All the horses had been regularly exercised in the months leading up to the study. During the study the horses were ridden for an hour daily at a moderate training intensity. The horses were split into four groups and fed one of four isocaloric diets in a 4X4 Latin square design. Each diet was fed at a rate of 1 kilogram twice a day (0700 and 1800 hours) for 3 weeks. The horses were housed and fed individually during this time. All horses received haylage semi ad lib as well as their treatment diets. The treatment diets were as follows:
Control (CO) - whole barley and oats
SB- sugar beet pulp, grass meal, soybean oil
RB- rice bran, grass meal
CP- rice bran, grass meal, sugar beet pulp, soybean oil
The control diet had a starch level of 53% and a fat level of 4%. The other diets had starch levels of 0 to 11% and fat levels of 13 to 15%. The horses also received 0.5 kilograms of a mineral and vitamin mix each day.
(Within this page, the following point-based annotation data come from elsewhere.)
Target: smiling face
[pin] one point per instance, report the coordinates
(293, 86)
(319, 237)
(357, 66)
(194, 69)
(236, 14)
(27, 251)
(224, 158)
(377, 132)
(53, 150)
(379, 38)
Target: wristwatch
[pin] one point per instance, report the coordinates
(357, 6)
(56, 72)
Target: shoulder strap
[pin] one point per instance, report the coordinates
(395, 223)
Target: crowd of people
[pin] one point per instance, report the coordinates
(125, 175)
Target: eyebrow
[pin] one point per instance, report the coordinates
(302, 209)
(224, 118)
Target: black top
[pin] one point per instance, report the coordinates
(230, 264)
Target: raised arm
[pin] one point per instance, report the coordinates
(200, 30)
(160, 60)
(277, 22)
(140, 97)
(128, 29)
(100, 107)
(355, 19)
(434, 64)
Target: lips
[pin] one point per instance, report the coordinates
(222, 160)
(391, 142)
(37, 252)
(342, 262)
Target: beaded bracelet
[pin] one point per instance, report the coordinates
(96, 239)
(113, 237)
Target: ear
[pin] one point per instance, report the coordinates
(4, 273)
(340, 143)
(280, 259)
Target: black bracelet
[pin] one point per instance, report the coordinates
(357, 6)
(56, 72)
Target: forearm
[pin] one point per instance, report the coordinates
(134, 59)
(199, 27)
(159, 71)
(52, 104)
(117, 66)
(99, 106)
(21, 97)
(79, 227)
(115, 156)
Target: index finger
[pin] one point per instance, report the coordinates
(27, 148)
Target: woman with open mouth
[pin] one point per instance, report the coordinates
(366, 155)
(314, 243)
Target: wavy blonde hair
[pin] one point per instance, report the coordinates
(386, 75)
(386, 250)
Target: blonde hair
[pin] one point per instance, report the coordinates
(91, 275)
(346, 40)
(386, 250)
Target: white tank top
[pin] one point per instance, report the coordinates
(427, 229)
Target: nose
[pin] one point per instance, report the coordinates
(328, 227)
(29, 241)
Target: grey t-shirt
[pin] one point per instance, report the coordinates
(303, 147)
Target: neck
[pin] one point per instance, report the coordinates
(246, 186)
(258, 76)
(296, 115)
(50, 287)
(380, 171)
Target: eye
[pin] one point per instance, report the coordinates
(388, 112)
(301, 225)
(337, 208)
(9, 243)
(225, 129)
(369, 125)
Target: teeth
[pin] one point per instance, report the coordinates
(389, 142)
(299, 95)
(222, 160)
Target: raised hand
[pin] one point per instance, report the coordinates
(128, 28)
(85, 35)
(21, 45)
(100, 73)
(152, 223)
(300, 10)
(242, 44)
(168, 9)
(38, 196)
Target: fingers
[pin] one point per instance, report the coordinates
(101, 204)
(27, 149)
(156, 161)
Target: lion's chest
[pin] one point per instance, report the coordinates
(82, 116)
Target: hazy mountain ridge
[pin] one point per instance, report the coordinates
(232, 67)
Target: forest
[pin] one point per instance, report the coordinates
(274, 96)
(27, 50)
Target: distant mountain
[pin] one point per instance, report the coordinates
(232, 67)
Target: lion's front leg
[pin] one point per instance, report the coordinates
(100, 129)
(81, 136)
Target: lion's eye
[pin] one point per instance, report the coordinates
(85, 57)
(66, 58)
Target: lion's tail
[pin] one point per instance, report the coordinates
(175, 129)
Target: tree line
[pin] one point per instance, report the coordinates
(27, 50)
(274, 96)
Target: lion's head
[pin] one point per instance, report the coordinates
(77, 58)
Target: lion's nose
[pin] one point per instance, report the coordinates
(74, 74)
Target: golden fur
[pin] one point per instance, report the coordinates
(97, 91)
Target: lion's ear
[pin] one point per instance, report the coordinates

At the end of each 3-week period, the horses were fed 1 kilogram of their test diets (haylage was not fed on test days). Blood was sampled at 0, 30, 60, 90, 120, 180, 240 and 300 minutes after feeding. The blood plasma was analyzed for basal CK (at the 0 hour only) and glucose while the serum was analyzed for insulin. The area under the curve (AUC) was calculated for glucose and insulin. The AUC for the treatment diets were compared to the control diet for estimation of glycemic and insulinemic index.
What results were found?
During the study, the horses gained an average of 7 kilograms in weight and retained a BCS average of 5.0. Basal levels of serum creatine kinase were above normal. Two horses developed CK activity above 1000 mL but only on the control diet of barley and oats. This may have suggested a subclinical myopathy. The extremely high CK concentration typical of PSSM horses did not occur. Time to reach peak glucose was quickest in the CP diet (60 minutes) followed by RB and SB (both 120 minutes) and was longest in CO (180 minutes). Peak glucose concentration was highest in the CO diet, followed by the SB, RB, and CP diets respectively.
Compared with the average post-meal plasma glucose figures, basal CK was particularly high with the CO diet and particularly low with the RB and CP diets.
What does this research tell us about feeding Quarter Horses?
The research showed that diets higher in fat and lower in soluble carbohydrates produced lower glycemic and insulinemic responses to feed than is seen with more traditional equine rations. In addition, CK levels were lower in horses consuming these diets. The control diet of oats and barley produced the highest levels of glucose, insulin, and serum CK.
Low-starch and high-fat diets produce lower fluctuations in glucose, may depress insulin, and can allow some PSSM-affected horses to exercise with minimal discomfort. The horses in this study may have had subclinical myopathy indicated by their above-normal CK levels, and therefore might fall into a class of horses with the potential to be helped by non-traditional diets.
Because of the correlation between post-meal plasma glucose patterns and basal serum CK activity, the researchers suggested that feeding diets high in fat and low in starch may be helpful not only in treating horses affected by PSSM but also in preventing future episodes of PSSM in particularly susceptible horses. Rice bran, sugar beet pulp, grass meal, and soybean oil are suitable feed ingredients for inclusion in such diets.
The study, “Glycaemic and insulinaemic response of Quarter Horses to concentrates high in fat and low in soluble carbohydrates,” was conducted by A. Zeyner, C. Hoffmeister, A. Einspanier, J. Gottschalk, O. Lengwenat, and M. Illies.